Almost 65 percent of the reporting nursing schools cited faculty
shortages as the reason for not accepting all qualified applicants
into entry-level baccalaureate programs.
Based
on preliminary reports from the National
League of Nursing's (NLN) 2003 Annual Survey of Schools
of Nursing, NLN projects that there will be more than 30,000
qualified applicants not accepted and placed on a waiting
list for all three basic RN education programs (diploma, associate
degree and baccalaureate). NLN is a Nurses for a Healthier
Tomorrow member.
Those
shortages are expected to worsen in the coming years because
more nurse faculty will be retiring, academic compensation
is not keeping pace with pay in the business sector and fewer
nurses are graduating with the advanced degrees needed to
teach.
To combat
this problem, the new faculty recruitment ads convey the personal
satisfaction and rewards nurse educators receive. They do
this through first-person testimonials. They also direct audiences
to the coalition's Web site - www.nursesource.org
- where visitors can learn more about nurse education careers.
"
'Nursing education
pass it on' expresses the essence
of what it means to be a nurse educator - to convey the academic
knowledge one possesses, as well as the practical experience
one has gained in clinical practice," explains Greta
Sherman, senior partner of JWT
Specialized Communications, a Nurses for a Healthier Tomorrow
sponsor and creator of the faculty recruitment advertising
campaign.
The "Nursing
education
pass it on" campaign consists of four
print advertisements, one Web banner and 8-½"
x 11" fliers.
This is
one of many strategies around the country to address the nursing
faculty shortage. In February 2003, Congress appropriated
$20 million in funding for new programs created under the
new Nurse Reinvestment Act. This legislation includes $3 million
for a Nursing Faculty Loan Program that provides loan forgiveness
for students in graduate programs who agree to work as nurse
faculty upon graduation. Funding through this program will
be dispensed by schools of nursing to students pursuing a
faculty career.
In the
fall of 2001, the Nurses for a Healthier Tomorrow coalition
launched a national advertising campaign to address the nursing
shortage. Titled "Nursing. It's Real. It's Life.,"

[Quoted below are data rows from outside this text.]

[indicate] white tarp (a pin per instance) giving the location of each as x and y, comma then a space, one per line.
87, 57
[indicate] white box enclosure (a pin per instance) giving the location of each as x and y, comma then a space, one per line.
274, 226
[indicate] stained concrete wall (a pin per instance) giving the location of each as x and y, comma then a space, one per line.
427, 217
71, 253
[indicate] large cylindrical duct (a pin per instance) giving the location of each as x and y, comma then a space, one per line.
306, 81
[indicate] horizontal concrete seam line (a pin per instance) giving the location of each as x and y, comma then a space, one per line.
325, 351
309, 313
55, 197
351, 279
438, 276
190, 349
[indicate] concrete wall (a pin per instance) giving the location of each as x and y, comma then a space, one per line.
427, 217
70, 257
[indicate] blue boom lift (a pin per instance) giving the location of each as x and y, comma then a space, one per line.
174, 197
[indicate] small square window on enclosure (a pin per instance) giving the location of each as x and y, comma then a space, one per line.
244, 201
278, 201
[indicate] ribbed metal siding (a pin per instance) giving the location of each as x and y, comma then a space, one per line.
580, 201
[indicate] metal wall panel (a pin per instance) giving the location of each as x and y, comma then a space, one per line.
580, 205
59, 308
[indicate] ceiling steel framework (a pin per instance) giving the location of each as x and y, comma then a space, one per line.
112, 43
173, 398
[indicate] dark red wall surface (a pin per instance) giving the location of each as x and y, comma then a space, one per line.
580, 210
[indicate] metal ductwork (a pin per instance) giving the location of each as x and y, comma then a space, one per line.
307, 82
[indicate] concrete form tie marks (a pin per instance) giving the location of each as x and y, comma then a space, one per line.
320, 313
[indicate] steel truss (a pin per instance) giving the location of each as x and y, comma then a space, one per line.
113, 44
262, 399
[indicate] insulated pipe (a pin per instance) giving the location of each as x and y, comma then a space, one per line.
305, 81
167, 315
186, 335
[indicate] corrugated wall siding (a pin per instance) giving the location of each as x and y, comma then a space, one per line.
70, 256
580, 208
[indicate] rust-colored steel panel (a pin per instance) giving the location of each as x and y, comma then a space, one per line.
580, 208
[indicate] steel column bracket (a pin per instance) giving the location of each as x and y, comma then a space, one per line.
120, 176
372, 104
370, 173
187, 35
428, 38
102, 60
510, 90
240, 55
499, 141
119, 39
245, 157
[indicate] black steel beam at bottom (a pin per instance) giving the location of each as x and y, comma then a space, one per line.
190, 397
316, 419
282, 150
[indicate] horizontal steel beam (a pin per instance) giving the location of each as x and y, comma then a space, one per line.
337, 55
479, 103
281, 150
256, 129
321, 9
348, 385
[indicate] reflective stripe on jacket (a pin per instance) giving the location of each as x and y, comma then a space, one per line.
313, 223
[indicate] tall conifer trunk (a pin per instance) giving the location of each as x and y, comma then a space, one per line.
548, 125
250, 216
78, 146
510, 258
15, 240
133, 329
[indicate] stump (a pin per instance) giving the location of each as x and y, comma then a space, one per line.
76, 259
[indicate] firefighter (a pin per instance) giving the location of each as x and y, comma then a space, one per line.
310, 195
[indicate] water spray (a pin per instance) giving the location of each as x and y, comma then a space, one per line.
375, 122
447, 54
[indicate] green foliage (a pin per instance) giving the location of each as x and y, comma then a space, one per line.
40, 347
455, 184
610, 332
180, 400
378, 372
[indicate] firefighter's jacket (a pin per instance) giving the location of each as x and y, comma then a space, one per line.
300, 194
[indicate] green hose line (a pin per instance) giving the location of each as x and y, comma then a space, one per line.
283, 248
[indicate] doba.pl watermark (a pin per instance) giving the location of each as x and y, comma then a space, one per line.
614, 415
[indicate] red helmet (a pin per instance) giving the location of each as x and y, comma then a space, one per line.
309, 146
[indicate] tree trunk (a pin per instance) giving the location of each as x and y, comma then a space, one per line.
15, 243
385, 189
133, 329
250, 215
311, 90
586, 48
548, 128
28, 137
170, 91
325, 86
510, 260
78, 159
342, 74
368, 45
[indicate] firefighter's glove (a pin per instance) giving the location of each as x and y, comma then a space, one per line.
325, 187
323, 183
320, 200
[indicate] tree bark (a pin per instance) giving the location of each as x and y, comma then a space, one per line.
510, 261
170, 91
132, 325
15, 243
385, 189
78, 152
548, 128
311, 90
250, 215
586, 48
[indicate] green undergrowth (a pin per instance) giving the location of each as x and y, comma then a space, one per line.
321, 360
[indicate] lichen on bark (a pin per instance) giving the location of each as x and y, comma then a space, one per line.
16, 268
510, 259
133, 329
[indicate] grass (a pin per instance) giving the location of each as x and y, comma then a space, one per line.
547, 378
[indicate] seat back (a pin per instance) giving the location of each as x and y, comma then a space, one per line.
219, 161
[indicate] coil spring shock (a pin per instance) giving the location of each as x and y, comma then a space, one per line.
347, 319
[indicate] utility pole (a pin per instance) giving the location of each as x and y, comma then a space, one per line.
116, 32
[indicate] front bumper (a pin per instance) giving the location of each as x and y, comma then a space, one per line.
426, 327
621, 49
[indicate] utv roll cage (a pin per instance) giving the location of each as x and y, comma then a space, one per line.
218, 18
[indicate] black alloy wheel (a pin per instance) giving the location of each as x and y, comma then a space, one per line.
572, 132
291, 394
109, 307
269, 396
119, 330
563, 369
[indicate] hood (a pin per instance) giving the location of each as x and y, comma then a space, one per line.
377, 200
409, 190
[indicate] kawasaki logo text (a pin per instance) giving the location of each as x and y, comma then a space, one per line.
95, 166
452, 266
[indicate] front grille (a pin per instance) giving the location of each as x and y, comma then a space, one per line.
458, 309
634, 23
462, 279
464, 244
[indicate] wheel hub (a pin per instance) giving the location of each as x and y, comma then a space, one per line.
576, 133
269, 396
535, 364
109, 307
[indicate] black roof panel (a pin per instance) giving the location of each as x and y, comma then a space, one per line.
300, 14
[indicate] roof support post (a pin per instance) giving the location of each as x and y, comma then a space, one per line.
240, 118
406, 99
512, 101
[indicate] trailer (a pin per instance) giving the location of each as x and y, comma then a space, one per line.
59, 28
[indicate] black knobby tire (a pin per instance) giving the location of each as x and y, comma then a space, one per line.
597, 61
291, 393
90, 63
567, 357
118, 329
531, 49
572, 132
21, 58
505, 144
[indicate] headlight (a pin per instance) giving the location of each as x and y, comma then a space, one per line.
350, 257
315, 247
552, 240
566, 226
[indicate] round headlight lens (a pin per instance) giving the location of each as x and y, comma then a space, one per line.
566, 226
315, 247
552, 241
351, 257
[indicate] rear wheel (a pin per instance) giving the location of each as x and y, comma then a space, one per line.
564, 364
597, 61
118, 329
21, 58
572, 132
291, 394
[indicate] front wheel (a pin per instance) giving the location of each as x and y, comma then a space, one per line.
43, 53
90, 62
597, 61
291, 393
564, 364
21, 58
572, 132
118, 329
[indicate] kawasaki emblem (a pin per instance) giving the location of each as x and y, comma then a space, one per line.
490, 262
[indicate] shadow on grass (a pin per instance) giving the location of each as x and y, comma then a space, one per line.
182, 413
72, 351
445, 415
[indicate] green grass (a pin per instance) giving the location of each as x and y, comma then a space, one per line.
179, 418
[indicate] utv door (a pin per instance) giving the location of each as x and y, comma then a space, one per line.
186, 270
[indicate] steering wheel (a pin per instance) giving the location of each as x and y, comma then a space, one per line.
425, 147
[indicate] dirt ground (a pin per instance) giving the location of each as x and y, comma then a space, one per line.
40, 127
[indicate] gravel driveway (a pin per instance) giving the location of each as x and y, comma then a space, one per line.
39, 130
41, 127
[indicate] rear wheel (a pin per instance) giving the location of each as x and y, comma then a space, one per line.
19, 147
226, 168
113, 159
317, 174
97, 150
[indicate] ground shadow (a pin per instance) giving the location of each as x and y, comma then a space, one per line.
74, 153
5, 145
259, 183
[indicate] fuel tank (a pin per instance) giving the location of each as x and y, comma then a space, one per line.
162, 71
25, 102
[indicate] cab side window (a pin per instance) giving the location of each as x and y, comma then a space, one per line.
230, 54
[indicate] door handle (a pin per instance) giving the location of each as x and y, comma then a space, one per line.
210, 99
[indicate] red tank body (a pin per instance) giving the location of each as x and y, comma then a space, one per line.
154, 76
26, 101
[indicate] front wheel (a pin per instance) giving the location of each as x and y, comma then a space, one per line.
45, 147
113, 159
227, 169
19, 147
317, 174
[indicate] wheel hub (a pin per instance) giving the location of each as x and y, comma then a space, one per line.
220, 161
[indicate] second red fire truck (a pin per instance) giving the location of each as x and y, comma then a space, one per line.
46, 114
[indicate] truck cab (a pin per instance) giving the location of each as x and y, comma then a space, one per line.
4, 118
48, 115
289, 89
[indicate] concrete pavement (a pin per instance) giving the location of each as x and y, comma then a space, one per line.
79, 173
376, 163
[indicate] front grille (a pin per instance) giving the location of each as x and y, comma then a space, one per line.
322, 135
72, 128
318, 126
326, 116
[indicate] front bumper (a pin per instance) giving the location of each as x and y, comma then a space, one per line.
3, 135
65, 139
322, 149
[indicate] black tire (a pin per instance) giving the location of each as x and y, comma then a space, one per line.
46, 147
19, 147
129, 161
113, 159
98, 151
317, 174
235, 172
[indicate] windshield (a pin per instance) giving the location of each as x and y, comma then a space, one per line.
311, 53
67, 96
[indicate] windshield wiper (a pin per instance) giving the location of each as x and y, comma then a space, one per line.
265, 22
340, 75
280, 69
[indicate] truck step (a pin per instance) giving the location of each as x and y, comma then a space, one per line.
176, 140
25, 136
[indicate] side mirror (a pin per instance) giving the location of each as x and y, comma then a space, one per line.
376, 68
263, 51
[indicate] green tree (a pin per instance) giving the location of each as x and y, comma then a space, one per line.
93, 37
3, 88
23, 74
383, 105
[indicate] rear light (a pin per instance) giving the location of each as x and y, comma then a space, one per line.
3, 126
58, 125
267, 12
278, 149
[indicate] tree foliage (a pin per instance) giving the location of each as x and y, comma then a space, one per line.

the goal of the ads was to boost the attractiveness of nursing
as a profession.
According
to a 2002 report issued by the U.S.
Department of Health and Human Services' Health Resources
and Services Administration, if current trends in nursing-care
supply and demand continue, the nursing shortage will reach
20 percent within the next 12 years, and 29 percent by 2020.
Major
sponsors of the Nurses for a Healthier Tomorrow faculty recruitment
campaign include Platinum sponsor Lippincott Williams &
Wilkins, Gold sponsor JWT Specialized Communications, Marsh
Affinity Group Services, NurseWeek, Nursing Spectrum
and the Rollin M. Gerstacker Foundation.